Thursday, February 18, 2010

Out of Mind, Out of Sight?

“The condition of alienation, of being asleep, of being unconscious, of being out of one’s mind, is the condition of the normal man. Society highly values its normal man. It educates children to lose themselves and to become absurd, and thus to be normal. Normal men have killed perhaps 100,000,000 of their fellow normal men in the last fifty years.” - R.D. Laing “The Politics of Experience

I recently came across an insight from Ronald David Laing that I found very interesting. In a book called “The Divided Self”, the Scot psychiatrist Laing puts forth a maverick understanding of mental illness. Usually, we tend to think of a person with mental illness as out of touch with reality, psychologically rotten, or out of their mind. Laing, on the other hand, thinks the exact opposite.

According to Laing, in terms of mental illness, there are two types of people in the world: the secure person and the one who “cannot take the realness, aliveness, autonomy and identity of himself and others for granted and who consequently contrives strategies to avoid ‘losing his self’". A secure person, for example, is a person who has come to terms with his or her own peculiar view of the world, with his or her own mind and the way it perceives the world, whether or not this involves what society would call a ‘mental illness’. The other kind of person is the vast majority of people, people who have striven to become normal by molding themselves onto society’s expectations for, say, socially approved behavior. Their unique, idiosyncratic mind is suppressed to appear ‘normal’.

Think of Thoreau’s famous maxim: most men live lives of quiet desperation. This ‘quiet desperation’ seems to a symptom of something that the course of humankind has been unable to excise. But then we meet people in the everyday, workaday world. They don’t appear to be in despair. Exactly, says Laing: they are asleep. They don’t appear to be in despair because they can’t take the ‘identity of themselves and others for granted’. By this, I think he means that they can’t come to terms with how they really feel about themselves, and that these despairing feelings might actually be a window to the universal human condition of desperation. They tend to waive off such feelings as unnatural and unhealthy, and we have what William James would have called The Religion of Healthy Mindedness in his Varieties of Religious Experience.

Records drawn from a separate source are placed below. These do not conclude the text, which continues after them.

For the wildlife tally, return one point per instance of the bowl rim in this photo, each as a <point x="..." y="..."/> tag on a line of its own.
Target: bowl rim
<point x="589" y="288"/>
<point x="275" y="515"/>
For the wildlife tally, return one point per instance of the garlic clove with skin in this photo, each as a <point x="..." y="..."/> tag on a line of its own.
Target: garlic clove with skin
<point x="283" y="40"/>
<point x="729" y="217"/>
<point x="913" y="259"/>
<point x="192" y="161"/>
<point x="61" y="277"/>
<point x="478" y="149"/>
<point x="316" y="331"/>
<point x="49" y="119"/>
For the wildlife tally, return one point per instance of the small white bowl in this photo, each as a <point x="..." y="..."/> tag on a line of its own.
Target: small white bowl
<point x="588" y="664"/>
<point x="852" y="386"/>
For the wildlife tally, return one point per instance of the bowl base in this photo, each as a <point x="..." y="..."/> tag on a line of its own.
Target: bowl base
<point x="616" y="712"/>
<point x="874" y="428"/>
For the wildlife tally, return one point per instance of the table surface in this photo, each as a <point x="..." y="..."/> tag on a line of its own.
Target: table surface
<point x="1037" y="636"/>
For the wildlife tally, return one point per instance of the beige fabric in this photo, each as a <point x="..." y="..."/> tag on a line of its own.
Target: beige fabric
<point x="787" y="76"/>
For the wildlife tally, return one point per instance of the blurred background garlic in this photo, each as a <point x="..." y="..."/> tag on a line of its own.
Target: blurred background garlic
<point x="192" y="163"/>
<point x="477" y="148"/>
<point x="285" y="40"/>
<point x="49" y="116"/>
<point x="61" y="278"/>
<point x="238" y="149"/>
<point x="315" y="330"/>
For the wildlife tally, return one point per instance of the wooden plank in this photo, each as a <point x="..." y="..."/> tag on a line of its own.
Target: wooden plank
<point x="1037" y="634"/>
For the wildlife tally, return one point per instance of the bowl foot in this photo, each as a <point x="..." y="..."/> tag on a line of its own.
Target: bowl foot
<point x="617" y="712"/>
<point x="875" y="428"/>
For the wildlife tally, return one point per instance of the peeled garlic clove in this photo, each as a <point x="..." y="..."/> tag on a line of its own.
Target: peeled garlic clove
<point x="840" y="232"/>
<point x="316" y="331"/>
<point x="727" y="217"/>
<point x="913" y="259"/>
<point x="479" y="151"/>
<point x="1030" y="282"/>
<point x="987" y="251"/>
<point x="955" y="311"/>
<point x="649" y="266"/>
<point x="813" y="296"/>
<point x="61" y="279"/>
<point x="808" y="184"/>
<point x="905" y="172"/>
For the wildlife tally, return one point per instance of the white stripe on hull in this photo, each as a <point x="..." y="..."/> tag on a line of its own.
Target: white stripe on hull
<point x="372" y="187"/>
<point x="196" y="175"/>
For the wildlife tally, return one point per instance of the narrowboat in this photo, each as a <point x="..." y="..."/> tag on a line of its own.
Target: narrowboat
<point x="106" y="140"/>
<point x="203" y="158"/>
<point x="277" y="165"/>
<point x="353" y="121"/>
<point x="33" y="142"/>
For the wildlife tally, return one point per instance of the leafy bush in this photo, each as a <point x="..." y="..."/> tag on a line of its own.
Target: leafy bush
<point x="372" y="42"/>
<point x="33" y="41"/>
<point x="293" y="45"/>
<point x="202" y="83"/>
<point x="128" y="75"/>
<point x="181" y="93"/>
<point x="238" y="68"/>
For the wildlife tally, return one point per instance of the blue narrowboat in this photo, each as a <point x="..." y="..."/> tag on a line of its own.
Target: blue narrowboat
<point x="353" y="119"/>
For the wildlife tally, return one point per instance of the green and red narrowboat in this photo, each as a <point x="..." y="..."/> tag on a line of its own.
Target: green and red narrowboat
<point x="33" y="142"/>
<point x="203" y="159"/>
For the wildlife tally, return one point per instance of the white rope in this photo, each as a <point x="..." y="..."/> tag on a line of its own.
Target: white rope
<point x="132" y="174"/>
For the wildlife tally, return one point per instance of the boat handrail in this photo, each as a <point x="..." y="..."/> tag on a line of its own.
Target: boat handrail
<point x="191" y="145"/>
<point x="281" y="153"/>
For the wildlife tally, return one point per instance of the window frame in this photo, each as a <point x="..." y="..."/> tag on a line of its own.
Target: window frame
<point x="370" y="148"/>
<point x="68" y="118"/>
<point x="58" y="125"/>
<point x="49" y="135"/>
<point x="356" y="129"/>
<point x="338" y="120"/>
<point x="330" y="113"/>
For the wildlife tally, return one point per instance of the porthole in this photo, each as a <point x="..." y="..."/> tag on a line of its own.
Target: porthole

But Laing is saying that mental illness, the quiet hours of desperation, are portals to the human condition: that the person who accepts the unusual ways these feelings manifest themselves in his consciousness is the person who is secure in who he or she is. Thus, extreme illnesses such as schizophrenia or psychosis are not illnesses at all: they are gifts given to particular individuals that enable them to see a part of the world that is really there!

The people society thinks are psychotic, according to Laing, are those that society can’t put to sleep. The schizoid hears what others are deaf to and perhaps these voices tell the truth. I think of St. Paul in Romans 7 as he struggled with his divided self and how dealing with this division, accepting it, lead him to truth.